I have the following dataframe "data" composed of ID and associated cluster number :
ID cluster
FP_101 1
FP_102 1
SP_209 3
SP_300 3
SP_209 1
FP_45 90
SP_50 90
FP_398 100
...
I would like to print clusters which contain more than one ID starting by SP and/or FP. I think that I have the two parts of the answer but just do not know of to combine them in propre way :
- data = data[data['ID'].str.startswith('FP')] (same for SP)
- selection fonction : data = data.groupby(['cluster']).filter(lambda x: x['ID'].nunique() > 1)
The result should give from the previous example :
ID cluster
FP_101 1
FP_102 1
SP_209 1
SP_209 3
SP_300 3
How can I combine arrange these fonction to obtain this result ?
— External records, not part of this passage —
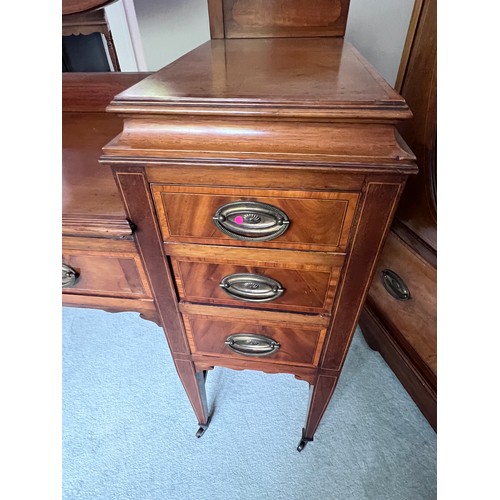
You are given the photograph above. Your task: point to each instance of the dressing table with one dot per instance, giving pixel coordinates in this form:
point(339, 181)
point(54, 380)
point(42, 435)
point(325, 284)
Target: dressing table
point(255, 181)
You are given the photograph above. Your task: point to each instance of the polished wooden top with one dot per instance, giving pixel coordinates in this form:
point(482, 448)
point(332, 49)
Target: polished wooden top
point(91, 203)
point(87, 187)
point(308, 77)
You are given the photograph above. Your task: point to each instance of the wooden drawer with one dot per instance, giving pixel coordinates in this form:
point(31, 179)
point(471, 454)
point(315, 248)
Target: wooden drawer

CodePudding user response:
This is my understanding of your question; let me know if it helps:
- Separating SP & FP
df['Prefix'] = df['ID'].apply(lambda x: x.split('_')[0])
- Grouping by clusters
df2 = df.groupby(['cluster', 'Prefix'], as_index = False).agg({'ID':['nunique','unique']})
- Filtering
df2.columns = df2.columns.to_flat_index().str.join('') df2[df2['IDnunique']>1]